I always struggle with titles, and then with the cover image that should illuminate the title and engage the reader: as an independent author/publisher, these decisions are all mine. The image on the cover of ‘Cruel Tide’ developed before I even started the book. It came to me when I did the walk across Morecambe Bay and was struck by the menace of quicksand very close to the northern shore. The snaking, threatening tide that covers these huge mudflats twice every day connected with another cruel tide – of abuse, cover-up and corruption that have damaged so many children’s lives. The decision about both title and cover came to me quite quickly.
Not so with the sequel to ‘Cruel TideI’ that I’m currently completing. My editor Charlotte and I have brainstormed possible titles, but nothing really stood out. Then in the final stages of the first draft, in one of those times when the story seems to be writing itself, the words ‘Seize the Day’ became suddenly significant and I could see them on the cover, with a dark image of one of the settings – no details for fear of plot-spoiling.
The first thing you do is check how many other books already exist with that title. Of course there are several, but then you have to take them one at a time and decide whether the replication is significant. The most recent was non-fiction, an autobiography, so that was OK. Another appeared to be a religious tract, too different to bother about. There was one fiction book, but a very different genre.
I think I have my title. Next I’ll think hard about the image, and start working with the cover designer Kevin Ancient who did such a wonderful job with ‘Cruel Tide’. Crime fiction covers seem to be have some common characteristics, to ensure that readers understand what may lie between the covers. Decisions to make. Watch this space.
Do other writers share my ambivalence about the need to go back to the first draft of a new book and make it much better? I want to make it as good as it can be, but it’s hard to go back to the text and start over.

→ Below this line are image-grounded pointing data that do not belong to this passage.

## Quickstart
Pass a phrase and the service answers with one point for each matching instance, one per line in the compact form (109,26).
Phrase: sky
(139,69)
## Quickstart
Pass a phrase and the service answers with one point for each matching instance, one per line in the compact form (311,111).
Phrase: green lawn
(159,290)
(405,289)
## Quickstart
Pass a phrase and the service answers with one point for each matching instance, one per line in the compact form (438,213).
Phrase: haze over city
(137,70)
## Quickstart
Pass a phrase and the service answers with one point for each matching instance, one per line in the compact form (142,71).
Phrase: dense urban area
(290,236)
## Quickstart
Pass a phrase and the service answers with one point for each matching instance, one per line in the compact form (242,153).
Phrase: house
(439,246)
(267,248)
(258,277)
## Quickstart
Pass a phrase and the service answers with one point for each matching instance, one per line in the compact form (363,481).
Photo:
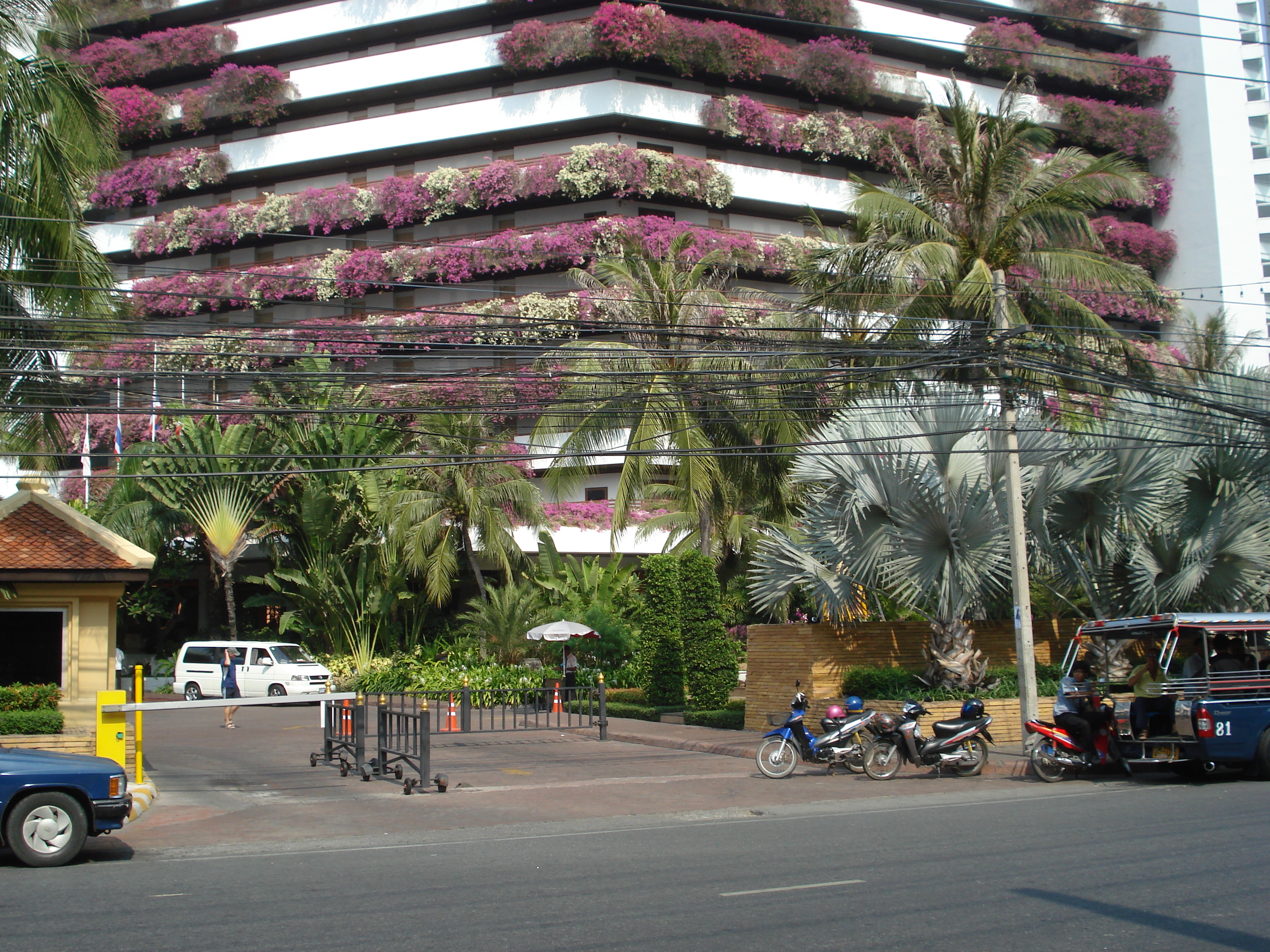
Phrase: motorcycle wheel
(1044,764)
(980,747)
(882,759)
(776,758)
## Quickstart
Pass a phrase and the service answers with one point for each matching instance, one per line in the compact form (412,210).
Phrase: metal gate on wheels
(404,725)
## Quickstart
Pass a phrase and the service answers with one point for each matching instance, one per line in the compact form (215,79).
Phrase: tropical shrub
(661,648)
(630,33)
(31,721)
(153,177)
(30,697)
(709,662)
(356,274)
(117,60)
(1007,49)
(585,173)
(1132,130)
(1136,243)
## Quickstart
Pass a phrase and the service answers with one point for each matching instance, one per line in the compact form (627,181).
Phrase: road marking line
(790,889)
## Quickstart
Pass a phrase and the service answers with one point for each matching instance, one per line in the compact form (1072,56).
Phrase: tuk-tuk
(1221,714)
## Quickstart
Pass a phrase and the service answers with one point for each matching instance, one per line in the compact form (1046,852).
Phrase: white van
(268,669)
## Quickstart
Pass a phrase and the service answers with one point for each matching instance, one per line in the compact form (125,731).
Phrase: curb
(144,795)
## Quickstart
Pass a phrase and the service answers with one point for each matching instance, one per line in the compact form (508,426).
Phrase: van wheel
(46,829)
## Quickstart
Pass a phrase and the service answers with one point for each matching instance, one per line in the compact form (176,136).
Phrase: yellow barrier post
(139,695)
(112,728)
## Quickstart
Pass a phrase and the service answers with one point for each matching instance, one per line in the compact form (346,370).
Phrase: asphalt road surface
(1072,866)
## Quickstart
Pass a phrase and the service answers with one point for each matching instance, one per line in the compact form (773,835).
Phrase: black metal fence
(406,721)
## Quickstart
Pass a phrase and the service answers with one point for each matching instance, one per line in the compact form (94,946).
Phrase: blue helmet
(972,709)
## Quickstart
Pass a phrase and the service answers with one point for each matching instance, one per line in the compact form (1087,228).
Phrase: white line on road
(790,889)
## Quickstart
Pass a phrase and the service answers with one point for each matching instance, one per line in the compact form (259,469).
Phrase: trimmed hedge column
(709,662)
(661,652)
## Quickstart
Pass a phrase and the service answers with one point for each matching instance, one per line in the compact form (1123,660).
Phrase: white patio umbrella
(561,631)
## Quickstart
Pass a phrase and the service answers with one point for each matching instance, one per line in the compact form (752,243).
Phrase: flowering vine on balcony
(826,67)
(117,60)
(357,274)
(1140,131)
(1006,48)
(153,177)
(243,93)
(585,173)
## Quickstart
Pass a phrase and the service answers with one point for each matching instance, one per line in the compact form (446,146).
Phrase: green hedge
(31,721)
(727,720)
(30,697)
(901,685)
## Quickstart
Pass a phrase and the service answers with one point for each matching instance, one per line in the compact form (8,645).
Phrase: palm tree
(905,494)
(675,391)
(56,134)
(930,247)
(469,498)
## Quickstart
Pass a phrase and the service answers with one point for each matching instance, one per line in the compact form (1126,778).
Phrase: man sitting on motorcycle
(1074,709)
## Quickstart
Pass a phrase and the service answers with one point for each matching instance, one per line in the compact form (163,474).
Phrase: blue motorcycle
(841,745)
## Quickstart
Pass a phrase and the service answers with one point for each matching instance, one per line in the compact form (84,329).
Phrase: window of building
(1259,131)
(1254,79)
(1263,187)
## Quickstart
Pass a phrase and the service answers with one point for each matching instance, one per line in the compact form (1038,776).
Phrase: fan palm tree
(1000,200)
(468,499)
(56,134)
(905,494)
(673,391)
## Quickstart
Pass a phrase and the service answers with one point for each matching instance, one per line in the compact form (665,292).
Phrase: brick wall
(817,655)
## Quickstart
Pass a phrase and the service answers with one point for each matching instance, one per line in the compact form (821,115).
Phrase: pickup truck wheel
(46,829)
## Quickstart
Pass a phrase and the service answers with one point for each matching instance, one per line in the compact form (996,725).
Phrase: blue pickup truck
(50,803)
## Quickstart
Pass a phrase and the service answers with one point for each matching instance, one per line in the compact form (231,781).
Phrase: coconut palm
(56,134)
(998,200)
(906,494)
(673,391)
(468,502)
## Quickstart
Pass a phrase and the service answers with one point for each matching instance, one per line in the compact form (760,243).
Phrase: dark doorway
(31,648)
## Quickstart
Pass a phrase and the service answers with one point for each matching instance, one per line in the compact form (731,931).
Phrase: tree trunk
(472,562)
(952,659)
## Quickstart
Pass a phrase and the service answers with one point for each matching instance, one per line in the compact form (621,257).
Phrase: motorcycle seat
(947,729)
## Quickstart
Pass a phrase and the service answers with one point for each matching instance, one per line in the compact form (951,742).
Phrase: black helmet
(972,709)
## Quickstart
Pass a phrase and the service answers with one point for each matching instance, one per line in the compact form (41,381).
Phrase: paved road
(1079,866)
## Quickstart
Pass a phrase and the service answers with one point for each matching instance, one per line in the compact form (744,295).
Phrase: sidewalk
(1004,761)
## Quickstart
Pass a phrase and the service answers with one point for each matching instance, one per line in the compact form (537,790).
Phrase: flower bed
(585,173)
(1132,130)
(149,179)
(366,271)
(117,60)
(1136,243)
(243,93)
(1007,49)
(689,48)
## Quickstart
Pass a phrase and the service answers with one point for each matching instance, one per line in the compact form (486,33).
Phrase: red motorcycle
(1056,752)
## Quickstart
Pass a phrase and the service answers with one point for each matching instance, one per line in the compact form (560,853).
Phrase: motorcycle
(1055,752)
(841,744)
(960,744)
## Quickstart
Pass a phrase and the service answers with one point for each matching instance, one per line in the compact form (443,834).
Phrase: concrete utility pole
(1024,648)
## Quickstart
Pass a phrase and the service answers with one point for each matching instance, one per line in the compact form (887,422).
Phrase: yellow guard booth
(69,574)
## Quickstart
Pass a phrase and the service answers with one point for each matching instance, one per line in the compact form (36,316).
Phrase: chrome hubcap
(48,829)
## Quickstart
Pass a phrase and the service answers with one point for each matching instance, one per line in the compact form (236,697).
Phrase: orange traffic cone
(453,718)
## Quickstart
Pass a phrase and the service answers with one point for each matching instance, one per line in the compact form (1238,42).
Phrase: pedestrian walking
(229,682)
(571,672)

I just want it to be finished. My head knows that I must buckle down and do the second draft, but my heart wants to go out to play.
I met my deadline and got the first draft of the new book off to my editor by the end of May. For a day or two I felt as if a weight had been lifted, but I knew it wouldn’t go away. Since then I’ve been waiting for her reaction. It reminds me of waiting for my A level results fifty years ago: the feeling of anti-climax after a long period of concentration, not being able to settle to anything or see the way ahead.
Ten days of waiting have fuelled my tetchy impatience. When the pages of notes and annotations arrived yesterday I read through them too quickly, thinking not about the feedback but just about the implications for the next steps, worrying prematurely about getting everything done properly in the time I’ve given myself. Today I’ve made myself read through it all again, more slowly. I have to let the ideas settle, give myself time to think.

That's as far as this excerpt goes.